From the admin guide: (emphasis mine)

The directive has a number of parameters specifying which kinds of proxied requests NGINX should compress. For example, it is reasonable to compress responses only to requests that will not be cached on the proxy server. For this purpose the gzip_proxied directive has parameters that instruct NGINX to check the Cache-Control header field in a response and compress the response if the value is no-cache, no-store, or private. In addition, you must include the expired parameter to check the value of the Expires header field. These parameters are set in the following example, along with the auth parameter, which checks for the presence of the Authorization header field (an authorized response is specific to the end user and is not typically cached)

I'd agree that not compressing cacheable responses is reasonable. Consider that the primary savings of caching at a proxy is to increase performance (response time) and reduce the time and bandwidth that the proxy spends in requesting the upstream resource. The tradeoff to gain these performance benefits is the cost of cache storage. Here are some use cases where not compressing cacheable responses make sense:

  1. In the normal web traffic of many sites, non-personalized responses (which constitute the majority of cacheable responses) have already been optimized through techniques like script minification, image size optimization, etc., in a web build process. While these static resources might shrink slightly from compression, the CPU cost of trying to gzip them smaller is probably not an efficient use of the proxy layer machine resources. But dynamically generated pages, served to logged-in users, containing tons of application-generated content would very likely benefit from compression (and would typically not be cacheable).

  2. You are setting up a proxy in front of a costly upstream service, but you are serving responses to another proxy that will be responsible for compression for each user agent.
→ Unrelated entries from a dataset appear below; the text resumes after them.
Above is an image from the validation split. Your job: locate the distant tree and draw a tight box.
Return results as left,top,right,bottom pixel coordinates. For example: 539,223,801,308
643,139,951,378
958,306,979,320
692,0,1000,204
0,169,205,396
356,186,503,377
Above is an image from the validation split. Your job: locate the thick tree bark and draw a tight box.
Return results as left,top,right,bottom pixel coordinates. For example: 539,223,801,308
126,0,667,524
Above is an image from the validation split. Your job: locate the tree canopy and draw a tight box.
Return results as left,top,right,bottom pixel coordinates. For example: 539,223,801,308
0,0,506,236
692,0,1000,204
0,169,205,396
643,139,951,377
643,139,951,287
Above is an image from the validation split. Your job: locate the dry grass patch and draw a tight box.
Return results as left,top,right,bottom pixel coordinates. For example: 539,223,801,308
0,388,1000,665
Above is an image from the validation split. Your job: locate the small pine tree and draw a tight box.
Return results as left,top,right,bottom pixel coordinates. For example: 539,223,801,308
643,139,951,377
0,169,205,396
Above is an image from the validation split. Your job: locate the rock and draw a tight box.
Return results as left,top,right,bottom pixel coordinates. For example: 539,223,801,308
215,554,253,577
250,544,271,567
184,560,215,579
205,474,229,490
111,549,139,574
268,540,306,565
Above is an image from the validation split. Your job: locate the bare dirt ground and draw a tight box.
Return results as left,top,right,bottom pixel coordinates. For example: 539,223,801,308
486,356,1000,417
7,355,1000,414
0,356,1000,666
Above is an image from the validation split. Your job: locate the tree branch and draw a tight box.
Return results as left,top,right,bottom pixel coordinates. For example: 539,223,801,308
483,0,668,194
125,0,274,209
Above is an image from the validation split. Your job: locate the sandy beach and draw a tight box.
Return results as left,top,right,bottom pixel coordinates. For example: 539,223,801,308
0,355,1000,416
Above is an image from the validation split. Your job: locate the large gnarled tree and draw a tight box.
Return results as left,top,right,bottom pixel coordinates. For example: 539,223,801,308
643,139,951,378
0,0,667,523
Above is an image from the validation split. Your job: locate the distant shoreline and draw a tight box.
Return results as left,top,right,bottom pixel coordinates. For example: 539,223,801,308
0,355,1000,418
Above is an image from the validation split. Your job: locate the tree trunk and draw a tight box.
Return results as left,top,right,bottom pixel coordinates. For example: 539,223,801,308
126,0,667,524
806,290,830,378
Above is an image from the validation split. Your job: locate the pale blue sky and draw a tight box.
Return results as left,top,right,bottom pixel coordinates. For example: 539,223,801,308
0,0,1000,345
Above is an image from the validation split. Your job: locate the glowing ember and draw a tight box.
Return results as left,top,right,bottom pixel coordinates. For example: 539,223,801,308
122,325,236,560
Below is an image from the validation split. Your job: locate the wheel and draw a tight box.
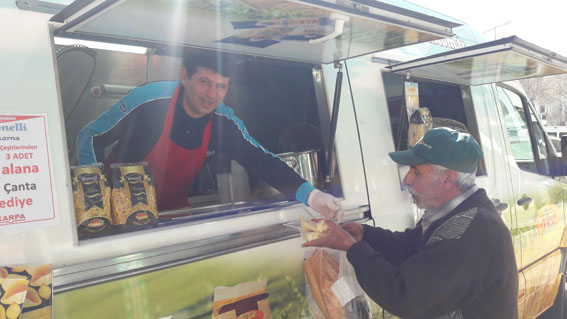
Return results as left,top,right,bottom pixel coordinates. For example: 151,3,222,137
539,275,567,319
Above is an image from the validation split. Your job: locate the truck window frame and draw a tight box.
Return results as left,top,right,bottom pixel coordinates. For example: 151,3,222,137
496,83,555,176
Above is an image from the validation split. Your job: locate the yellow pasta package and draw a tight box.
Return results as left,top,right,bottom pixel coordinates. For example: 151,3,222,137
71,163,111,239
110,163,158,230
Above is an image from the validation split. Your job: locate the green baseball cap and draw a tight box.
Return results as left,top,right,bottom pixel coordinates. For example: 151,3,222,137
389,127,482,173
For example, if you have a CDN that makes multiple requests to the same costly upstream resource (from separate geographical edge locations) and you want to ensure that you can reuse the costly response. If the CDN caches uncompressed versions (to service both compressed and uncompressed user agents) you may be compressing at your proxy only to have them uncompress again at the CDN, which is simply a waste of hardware and electricity on both sides, to reduce bandwidth in the highest-bandwidth part of the chain. (Response gzip compression is most beneficial at the last mile, to get the response data to your user's phone which has dropped to one dot of signal as they enter the subway.)

  3. For sizable response entities, requests may come in (from various user agents, but often via downstream CDN intermediaries) for byte ranges of the resource, to user agents that don't support compression. The CDN is likely to serve byte range requests from its own cache, provided that it has an uncompressed version already in its cache.